This is the final tutorial is for Wearing History pattern #AC131- the Side-Tied Blouse from 1920. In this tutorial I’ll give an overview of how I finished the sleeve for View 1.
For a visual, here’s the long sleeve in action on my sample.
This “novelty sleeve” type came about sometime in the 19-teens and stuck around in some version or another for bits of the 1920s. They disappear for a while, then make another quick little resurgence sometime around the first half of the 1930s. I’ve seen them called “wing sleeves”, but they often are just called “novelty sleeves,” like they’re called in this sewing pattern.
Psst- secret- I didn’t have enough fabric to make the long sleeve version, so I made one long sleeve for this tutorial, basted it on for the photo, then took it off and finished my sample with two short sleeves. But since this is probably the most confusing part of construction, I really wanted a visual to help assemble this sleeve! Gotta do what you’ve gotta do!
Important Note #1- The sleeves on this blouse run long, and the original source material length was not changed. I very highly suggest you mockup the sleeve to test not only the sleeve length, but also the wrist circumference. It you plan on making the sleeves have a hook and eye or button and loop opening, make sure it fits your wrist snugly. If you’re planning on making the sleeve so it just pulls on, allow enough wrist circumference to get the blouse on over your hand and wrist. If you need to shorten or lengthen the sleeve, use the line I added to the pattern for a good place to slash and spread (or overlap).
Important Note #2- I cut my sleeves on cross grain. If you’re using a print, be sure to pay attention to how you want your print to fall on your sleeves. This pattern does not work well for fabrics with an up and down print or a nap, since the body is all in one piece. This means the nap or print would be upside down on the back of the blouse and sideways on the short sleeve! But for standard things like stripes, just pay attention to which way you want the stripes to go.
As per usual for antique patterns, the instructions were somewhat vague.
(3) Novelty Sleeves– After closing back seam of sleeves as notched, close lower seam up to extension. Sew lower edge of sleeve sections over upper edge of novelty sleeves as notched, with seams even.
So, no instructions for finishing or closures! Pretty standard for old patterns.
For my version of this pattern, I have added 3 different little dots to the pattern pieces. When you match these three dots together, it helps you to visualize how to sew the sleeve together.
I apologize in advance that these photos are a bit darker and not crisp- I was sewing after dark, which is never great for photos!
The first step in assembly is to finish the lower edge of the “wing”. For my version I chose to use self-made bias tape for this part. You could also do a very narrow 3/8″ hem.

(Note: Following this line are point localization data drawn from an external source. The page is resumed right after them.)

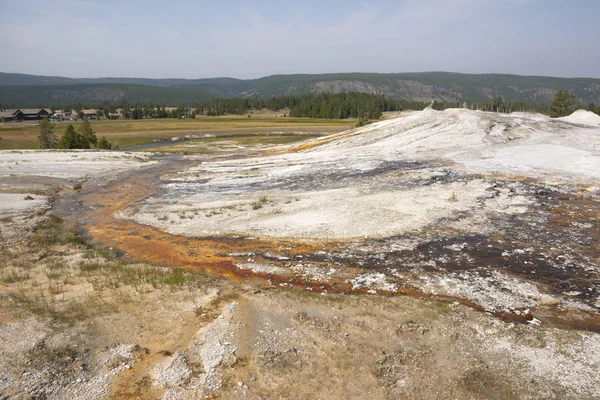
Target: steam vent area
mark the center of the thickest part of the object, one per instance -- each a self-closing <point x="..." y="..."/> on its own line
<point x="458" y="244"/>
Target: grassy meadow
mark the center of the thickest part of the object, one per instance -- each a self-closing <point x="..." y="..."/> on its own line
<point x="258" y="129"/>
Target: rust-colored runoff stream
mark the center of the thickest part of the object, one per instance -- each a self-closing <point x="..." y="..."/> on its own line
<point x="212" y="255"/>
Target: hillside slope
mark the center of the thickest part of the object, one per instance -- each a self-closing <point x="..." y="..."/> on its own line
<point x="90" y="94"/>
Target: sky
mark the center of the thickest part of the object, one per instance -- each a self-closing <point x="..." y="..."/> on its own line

If using bias tape, stitch the bias tape to the “wing”, right sides together, ending about where I added the “slit” marking to the pattern. Remember, your seam allowance is 3/8″, so trim the seam allowance of the “wing” edge, if needed, to match the seam allowance of your bias tape.
After stitching, clip in your corner, turn the bias tape towards the inside of the sleeve, turn under the edges of the bias tape at the “slit”, and stitch it to place by hand or by machine. This view is of the INSIDE of the sleeve.
After the “wing” has a nice finished edge, you’ll match those three dots together on your pattern. You’ll have one very long seam for the upper portion of the arm, that matches together with notches. Then the lower section of the arm, like a cuff, will match together. See at the right of the sleeve where it is pinned.
Here’s a closer up view. The cuff will match right up to the finished edge of the “wing. The pin that goes crossways, towards the bottom of the “cuff”, is where I will leave it open for a hand opening. This is marked by a notch on your pattern.
After this seam is stitched, it looks like this. See how it’s left free below the notch at the “cuff”.
A closer up view.
I somehow neglected to get a photo of the right side of this step, just the inside. BUT. These three remaining raw edges of your sleeve, where the sleeve opening is, will also be finished with bias tape. Keeping in mind the 3/8″ seam allowance given, stitch your bias tape to the sleeve opening and bottom edge of the sleeve, right sides together, mitering the corner of the bias tape at the “points” where the bottom of the sleeve meets the sleeve opening.
Turn the bias tape towards the inside, miter your corners, and stitch to place by hand or machine.
Finished bias tape with mitered corners is visible here.
After this, finish the opening with hooks and eyes or buttons and button loops.
Then simply attach the sleeves to the blouse, matching the notches given on the “short sleeve/bodice-in-one)
Finished sleeve! Awesome!
Thanks for following along with these photo tutorials! I hope these were useful for you to assemble your own version of this blouse!